Axe Cop 5: Axe Cop Gets Married

Writer / Artist
Axe Cop 5: Axe Cop Gets Married
Axe Cop Gets Married review
  • North American Publisher / ISBN: Dark Horse - 978-1-61655-245-9
  • Volume No.: 5
  • Release date: 2014
  • UPC: 9781616552459
  • Contains adult content?: no
  • Does this pass the Bechdel test?: no
  • Positive minority portrayal?: no

Surely the title Axe Cop fans thought they’d never see! After all, when previously asked, Malachai Nicolle revealed that if Axe Cop were to get married it would only be after all the bad guys had been dealt with and then to his best buddy, who he’d turn into a woman. Have all the bad guys been defeated? Or there was that time he was married to Girl Abe Lincoln…

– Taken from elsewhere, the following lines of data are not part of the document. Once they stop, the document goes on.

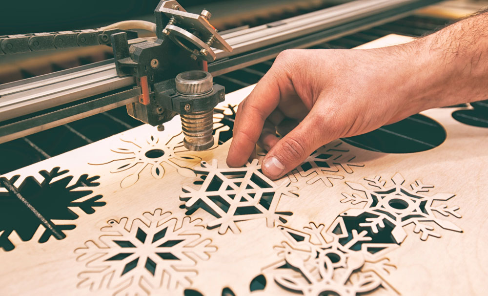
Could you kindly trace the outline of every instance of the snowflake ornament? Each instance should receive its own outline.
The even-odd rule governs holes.
[[[343,144],[337,140],[321,147],[288,173],[288,177],[299,188],[319,181],[332,187],[333,180],[343,179],[345,173],[352,174],[354,168],[364,167],[354,161],[356,156],[348,154]]]
[[[421,233],[421,239],[426,240],[429,236],[440,237],[441,234],[434,232],[434,227],[426,222],[434,222],[442,228],[458,232],[463,231],[452,222],[437,218],[434,212],[447,217],[454,216],[461,218],[456,211],[459,208],[454,206],[448,208],[446,205],[434,205],[435,201],[446,201],[454,196],[451,193],[436,193],[431,196],[425,194],[433,188],[432,185],[422,184],[420,180],[410,185],[403,186],[405,179],[399,173],[395,174],[391,181],[391,186],[386,186],[386,181],[381,177],[365,178],[370,188],[361,184],[346,182],[352,189],[363,192],[364,195],[354,193],[343,193],[345,197],[342,203],[350,202],[353,204],[365,204],[362,209],[349,210],[343,213],[343,216],[358,217],[366,214],[368,217],[360,226],[370,228],[374,233],[386,225],[393,227],[391,235],[397,243],[401,244],[407,237],[404,228],[413,223],[414,232]]]
[[[164,176],[165,167],[172,168],[185,177],[196,176],[191,169],[180,163],[195,163],[201,160],[183,147],[182,132],[168,141],[162,140],[155,134],[149,135],[144,141],[137,138],[127,139],[122,137],[121,140],[121,146],[112,149],[117,153],[112,159],[89,164],[113,164],[115,166],[110,172],[128,172],[121,182],[122,188],[135,184],[139,179],[140,174],[146,167],[150,168],[151,174],[155,179],[161,179]]]
[[[218,145],[224,144],[232,138],[237,107],[237,106],[229,104],[224,109],[214,109],[213,134]]]
[[[264,218],[266,225],[273,227],[278,221],[285,223],[284,216],[291,213],[277,211],[283,195],[296,197],[292,193],[296,188],[288,187],[289,180],[279,185],[264,176],[257,159],[243,168],[219,168],[214,160],[211,164],[204,161],[196,167],[195,171],[202,179],[194,182],[201,185],[198,190],[184,186],[180,198],[193,212],[202,208],[216,219],[207,223],[207,227],[219,227],[219,233],[224,234],[228,229],[234,233],[240,230],[239,221]]]
[[[384,279],[396,267],[383,257],[398,247],[374,241],[338,217],[326,232],[310,223],[299,231],[279,226],[287,239],[276,247],[280,261],[265,268],[275,281],[305,296],[355,296],[380,287],[395,291]]]
[[[95,182],[100,177],[83,174],[76,179],[69,171],[55,168],[24,178],[0,177],[0,249],[13,250],[14,242],[21,240],[62,239],[64,232],[76,227],[71,221],[79,214],[93,213],[96,207],[105,205],[100,201],[102,195],[93,196],[88,189],[100,185]]]
[[[88,241],[75,251],[86,269],[78,275],[78,287],[142,296],[190,286],[197,263],[217,250],[210,239],[202,238],[201,221],[187,216],[179,220],[160,209],[132,221],[109,220],[99,243]]]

As ever, these are the frenetic Axe Cop adventures conjured up by the fertile mind of now nine year old Malachai, and illustrated by his now 33 year old brother Ethan. They’re every episode of the 1960s Batman TV show rolled into one, and at times even funnier.

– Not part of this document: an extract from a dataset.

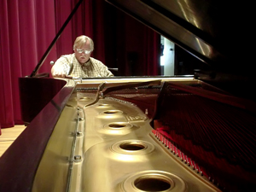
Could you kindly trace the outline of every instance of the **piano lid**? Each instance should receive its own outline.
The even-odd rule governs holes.
[[[222,0],[106,0],[212,69],[247,73],[253,18],[247,4]],[[252,22],[250,22],[252,21]],[[251,23],[251,25],[247,25]]]

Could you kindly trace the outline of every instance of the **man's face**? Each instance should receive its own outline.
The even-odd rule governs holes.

The title story is one of two longer efforts combined with thirty episodes of ‘Ask Axe Cop’. There’s very little to suggest nuptials are on the way with an opening sequence in which two orphans are transformed into Bat-Boy and Monkey-Boy, the latter additionally gifted a zombie tail, which sadly sees little use. However, it all makes sense, or at least as much sense as Axe Cop ever does as Malachai’s insanely inventive mind jumps from one topic to the next. So why isn’t Axe Cop hypnotised along with rest of the church congregation? Because he always eats hypnotise-proof food in the morning. See, Malacahai’s more than a few steps ahead of the reader and stays that way. This is no cheat, no cop-out. We see Axe Cop’s wedding, and before then there’s a date at the greatest fighting restaurant in the world which has to be seen to be believed.

‘The Dogs’ is the second lengthier effort, and it barely features Axe Cop, as it’s March and Axe Cop has decided to take a month to celebrate his birthday. Fortunately a dog has recently acquired dog food based powers (don’t ask) and even more fortunately runs into Ralph Wrinkles, Army Chihuahua and Presty the Pug before he takes on the Siberian Witch Doctor cat twins. It all appears to run very smoothly, but, again, Malacahi is well ahead of the game. Oh, and both stories feature the full dose of secret combat moves.

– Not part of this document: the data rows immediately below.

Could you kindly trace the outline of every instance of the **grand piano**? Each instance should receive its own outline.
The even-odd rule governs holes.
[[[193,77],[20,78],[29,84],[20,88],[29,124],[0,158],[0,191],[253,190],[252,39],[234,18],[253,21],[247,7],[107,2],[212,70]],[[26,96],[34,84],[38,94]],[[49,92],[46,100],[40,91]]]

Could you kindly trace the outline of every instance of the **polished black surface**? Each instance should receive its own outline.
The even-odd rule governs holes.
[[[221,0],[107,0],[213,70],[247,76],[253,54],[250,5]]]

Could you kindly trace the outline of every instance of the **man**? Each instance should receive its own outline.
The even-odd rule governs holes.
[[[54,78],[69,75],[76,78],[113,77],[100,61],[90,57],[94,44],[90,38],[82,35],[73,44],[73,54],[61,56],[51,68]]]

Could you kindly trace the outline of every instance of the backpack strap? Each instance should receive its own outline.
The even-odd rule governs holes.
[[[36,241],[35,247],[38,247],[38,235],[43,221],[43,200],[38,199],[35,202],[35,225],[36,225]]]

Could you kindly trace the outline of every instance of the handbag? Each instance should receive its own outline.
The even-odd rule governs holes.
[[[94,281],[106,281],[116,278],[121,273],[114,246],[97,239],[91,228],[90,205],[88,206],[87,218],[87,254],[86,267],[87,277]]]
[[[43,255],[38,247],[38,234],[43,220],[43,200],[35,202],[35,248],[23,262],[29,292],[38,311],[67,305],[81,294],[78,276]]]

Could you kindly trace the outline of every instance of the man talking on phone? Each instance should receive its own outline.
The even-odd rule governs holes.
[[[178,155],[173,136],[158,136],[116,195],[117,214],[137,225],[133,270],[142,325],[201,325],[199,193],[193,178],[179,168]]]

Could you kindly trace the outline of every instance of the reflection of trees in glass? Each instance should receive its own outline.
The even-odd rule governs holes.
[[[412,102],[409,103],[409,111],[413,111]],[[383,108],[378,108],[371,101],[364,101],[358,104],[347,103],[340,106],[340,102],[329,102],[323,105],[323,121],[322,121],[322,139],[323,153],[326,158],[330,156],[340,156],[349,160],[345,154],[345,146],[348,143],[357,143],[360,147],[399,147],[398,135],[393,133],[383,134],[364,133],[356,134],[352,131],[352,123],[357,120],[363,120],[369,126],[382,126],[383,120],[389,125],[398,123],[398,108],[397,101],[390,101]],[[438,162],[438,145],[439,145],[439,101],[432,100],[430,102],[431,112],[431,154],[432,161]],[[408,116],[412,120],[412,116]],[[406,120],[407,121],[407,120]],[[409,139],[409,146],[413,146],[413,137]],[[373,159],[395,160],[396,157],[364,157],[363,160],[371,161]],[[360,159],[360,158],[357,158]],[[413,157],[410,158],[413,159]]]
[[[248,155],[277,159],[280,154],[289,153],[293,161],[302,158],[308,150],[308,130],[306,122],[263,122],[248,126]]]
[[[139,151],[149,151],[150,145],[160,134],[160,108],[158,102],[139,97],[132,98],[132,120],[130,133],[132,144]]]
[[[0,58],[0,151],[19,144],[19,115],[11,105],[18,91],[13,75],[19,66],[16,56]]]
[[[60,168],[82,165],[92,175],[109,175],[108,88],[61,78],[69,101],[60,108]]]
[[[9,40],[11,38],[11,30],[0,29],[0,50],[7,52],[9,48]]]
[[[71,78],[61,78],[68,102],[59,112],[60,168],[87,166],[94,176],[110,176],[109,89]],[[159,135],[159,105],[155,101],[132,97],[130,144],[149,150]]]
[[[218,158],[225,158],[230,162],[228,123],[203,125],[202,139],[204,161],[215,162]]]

The longer strips are good, idea-packed in way that comics that claim to be idea-packed never are, but the true genius is the shorter material of Malachai answering questions submitted to Axe Cop. They’re intense bursts of creativity, and his all time greatest misunderstanding may be that Google have armies of guys working for them who have to research topics quickly and send back answers to search queries. If they were really smart they’d go for a delay and let the guys who work for other search engines figure out the answer before replying. And how’s this for poetic justice? Anyone who steals will have the amount they’ve stolen dropped onto them in coins. And did Bradley Wiggins really submit a question about growing a moustache instead of sideburns?

No-one’s reached book five without loving Axe Cop, and there’s more to love here, including a truly astonishing moment when Malachai hits on something universal. It’s a poetic gem as tears of sorrow and desperation form into a sparrow that flies away to find help. How’s that for poignant?